What started as a beef between the Tribe and the pipeline company over (as I heard it) the tribe changing it's price for an easement (tripled it) and the pipeline company saying "For that much we can go around tribal lands and have change left over"--and then doing just that, leaving the tribe with no deal, no easement to lease, and no money, got to be national news when Greenpeace, et. al. got involved and tried to pressure everyone into revoking permits and shutting the pipeline down. At least half the oil that leaves the State goes out on that pipeline, and the rest, mostly by rail. At the time, it seemed the oil was at fault for railway accidents in Carrington, ND, Virginia, and IIRC, Washington State, which were brayed about in the headlines nationally.
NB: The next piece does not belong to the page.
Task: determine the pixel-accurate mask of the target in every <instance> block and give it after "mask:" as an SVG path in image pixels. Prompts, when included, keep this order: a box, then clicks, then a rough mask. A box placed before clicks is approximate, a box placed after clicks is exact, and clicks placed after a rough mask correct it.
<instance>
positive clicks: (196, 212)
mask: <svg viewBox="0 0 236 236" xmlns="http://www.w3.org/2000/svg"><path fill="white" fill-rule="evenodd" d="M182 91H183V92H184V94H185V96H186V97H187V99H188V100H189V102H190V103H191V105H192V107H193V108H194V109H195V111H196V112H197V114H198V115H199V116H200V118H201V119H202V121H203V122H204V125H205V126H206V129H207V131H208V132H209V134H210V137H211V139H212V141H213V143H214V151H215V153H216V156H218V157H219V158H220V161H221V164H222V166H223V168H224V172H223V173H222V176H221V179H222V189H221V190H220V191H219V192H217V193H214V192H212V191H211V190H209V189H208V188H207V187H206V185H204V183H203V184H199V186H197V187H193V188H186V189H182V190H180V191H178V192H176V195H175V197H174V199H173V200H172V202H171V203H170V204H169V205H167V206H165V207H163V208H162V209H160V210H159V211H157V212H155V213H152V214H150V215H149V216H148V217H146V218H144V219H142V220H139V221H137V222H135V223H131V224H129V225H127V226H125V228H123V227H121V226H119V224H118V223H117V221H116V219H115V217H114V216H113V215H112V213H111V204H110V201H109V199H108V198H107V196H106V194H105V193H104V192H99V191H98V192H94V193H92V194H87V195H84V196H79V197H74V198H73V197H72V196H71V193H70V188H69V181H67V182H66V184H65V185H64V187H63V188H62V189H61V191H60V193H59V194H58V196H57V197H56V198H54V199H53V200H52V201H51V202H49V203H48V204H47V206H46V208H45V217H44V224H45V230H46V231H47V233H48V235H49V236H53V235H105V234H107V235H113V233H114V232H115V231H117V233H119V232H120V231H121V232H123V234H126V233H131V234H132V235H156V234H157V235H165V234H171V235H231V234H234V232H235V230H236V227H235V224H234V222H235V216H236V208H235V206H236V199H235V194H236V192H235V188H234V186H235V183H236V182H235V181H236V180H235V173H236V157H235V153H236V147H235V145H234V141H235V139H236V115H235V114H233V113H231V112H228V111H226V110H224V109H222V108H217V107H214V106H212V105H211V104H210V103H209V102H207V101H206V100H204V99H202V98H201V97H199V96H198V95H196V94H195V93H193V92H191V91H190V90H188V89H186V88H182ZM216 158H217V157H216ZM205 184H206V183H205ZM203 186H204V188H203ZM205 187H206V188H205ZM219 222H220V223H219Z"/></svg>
Considering the State of ND extracts an 11.5% tax on every barrel of oil produced, anything that interferes with that costs everyone in the State in the form of lost tax revenue. For those of us in the upstream oil industry, the discounts on ND Sweet crude due to transport costs were affecting the drilling and production operations, too, as the ROI was suffering. All because a bunch of latter day hippies wanted to have a winter camp on a flood plain and protest.
All their misbehaviour cost the State, in not just lost revenue, but Law Enforcement costs, damage to roads and a highway bridge.
Three active pipelines were tampered with during the protests (Those idiots were caught and prosecuted; pipeline operators were paying attention and shut down operations before there was a catastrophe).
So, as far as I am concerned, any outfit backing those protests can pick up the tab.